Qual è il tuo metodo di insegnamento?
Per cominciare, io non insegno. Non mi riconosco nel significato tradizionale e edificante che si dà alla parola “insegnamento”. Il mio corso si propone, fra le altre cose, di smantellare i meccanismi mentali e i condizionamenti psicologici che ogni italiano scolarizzato fa scattare automaticamente quando si ritrova fra le mani un libro. Se davvero vuole tentare di fare un’esperienza di lettura disinteressata, un partecipante al mio corso deve riconoscere i suoi limiti, per quanto generoso sia il concetto che si è fatto di sé come lettore. Tutti gli italiani sono pessimi lettori, se non altro perché nessuno di loro ha mai goduto della libertà di non leggere.
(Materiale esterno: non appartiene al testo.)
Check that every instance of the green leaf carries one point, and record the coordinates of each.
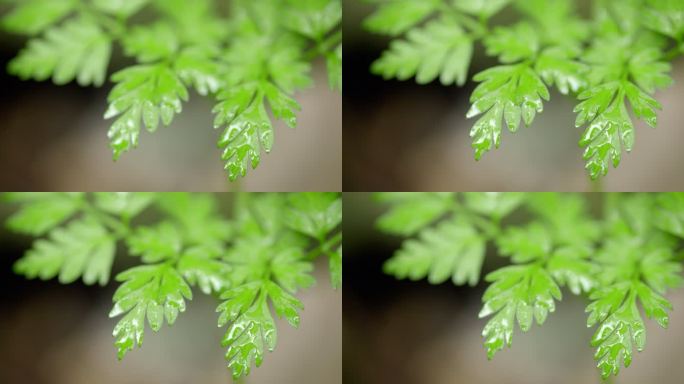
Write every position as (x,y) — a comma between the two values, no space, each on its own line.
(558,22)
(197,67)
(440,49)
(660,271)
(83,248)
(649,71)
(314,213)
(248,128)
(570,266)
(285,305)
(78,49)
(453,249)
(34,16)
(156,291)
(397,16)
(335,267)
(43,212)
(251,327)
(513,44)
(620,325)
(333,60)
(413,211)
(507,92)
(290,271)
(609,130)
(313,18)
(143,92)
(522,292)
(154,244)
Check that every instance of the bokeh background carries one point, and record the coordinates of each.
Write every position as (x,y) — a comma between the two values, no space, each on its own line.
(60,334)
(405,136)
(53,138)
(400,331)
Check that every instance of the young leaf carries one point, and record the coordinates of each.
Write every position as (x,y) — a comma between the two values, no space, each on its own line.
(335,267)
(83,248)
(313,213)
(494,204)
(156,291)
(202,267)
(43,212)
(522,292)
(440,49)
(251,327)
(507,92)
(34,16)
(143,92)
(453,249)
(79,50)
(397,16)
(333,60)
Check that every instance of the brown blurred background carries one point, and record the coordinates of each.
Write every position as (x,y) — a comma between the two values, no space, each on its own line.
(404,136)
(400,331)
(54,138)
(60,334)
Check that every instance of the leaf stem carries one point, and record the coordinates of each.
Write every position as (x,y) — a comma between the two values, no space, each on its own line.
(323,46)
(324,246)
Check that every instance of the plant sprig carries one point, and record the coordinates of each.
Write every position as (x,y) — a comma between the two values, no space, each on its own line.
(621,261)
(617,58)
(258,258)
(250,61)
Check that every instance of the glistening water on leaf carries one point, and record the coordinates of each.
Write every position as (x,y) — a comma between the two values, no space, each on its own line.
(252,60)
(612,61)
(625,260)
(255,260)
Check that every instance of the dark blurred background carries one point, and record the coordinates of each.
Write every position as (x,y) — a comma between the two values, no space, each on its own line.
(54,138)
(60,334)
(405,136)
(400,331)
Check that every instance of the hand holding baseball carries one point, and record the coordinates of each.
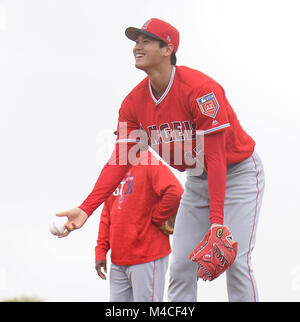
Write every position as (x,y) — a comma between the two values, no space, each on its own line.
(75,219)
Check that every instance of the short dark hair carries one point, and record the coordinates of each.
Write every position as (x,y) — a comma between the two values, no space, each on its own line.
(163,44)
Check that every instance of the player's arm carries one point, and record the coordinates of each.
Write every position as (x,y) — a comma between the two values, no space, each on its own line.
(103,244)
(210,114)
(169,191)
(215,160)
(110,176)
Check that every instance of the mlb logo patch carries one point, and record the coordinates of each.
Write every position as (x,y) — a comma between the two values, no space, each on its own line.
(209,105)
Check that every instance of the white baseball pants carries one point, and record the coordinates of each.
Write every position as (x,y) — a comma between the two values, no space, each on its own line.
(138,283)
(244,192)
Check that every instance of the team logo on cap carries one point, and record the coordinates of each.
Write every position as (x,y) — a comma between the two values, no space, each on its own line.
(146,24)
(209,105)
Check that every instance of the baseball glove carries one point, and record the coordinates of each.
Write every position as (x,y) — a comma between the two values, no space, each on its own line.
(168,226)
(215,253)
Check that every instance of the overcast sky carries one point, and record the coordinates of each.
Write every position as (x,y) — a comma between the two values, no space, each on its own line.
(65,67)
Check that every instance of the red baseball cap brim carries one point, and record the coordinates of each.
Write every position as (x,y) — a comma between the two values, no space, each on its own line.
(132,33)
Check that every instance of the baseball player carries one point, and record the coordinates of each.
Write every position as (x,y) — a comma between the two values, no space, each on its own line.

Costretto a leggere anche quando non vuole, soprattutto quando non vuole, l’italiano si rifà considerando la lettura un’esperienza sapienziale, intellettualistica, legata allo sviluppo dell’intelligenza, non all’affinamento del gusto. Al contrario dei demagoghi più o meno organici allo Stato, trovo normale la generale disaffezione della gente per la letteratura d’autore: nemmeno io riuscirei ad accostarmi a un romanzo se ogni volta dovessi chiedermi perché lo faccio. Non ci sono perché. I veri motivi per cui si legge, ammesso che esistano, vengono sempre a ruota della lettura. Se la precedono, non sono che scuse per ottenere dalla lettura qualcosa di diverso da quanto la lettura propone.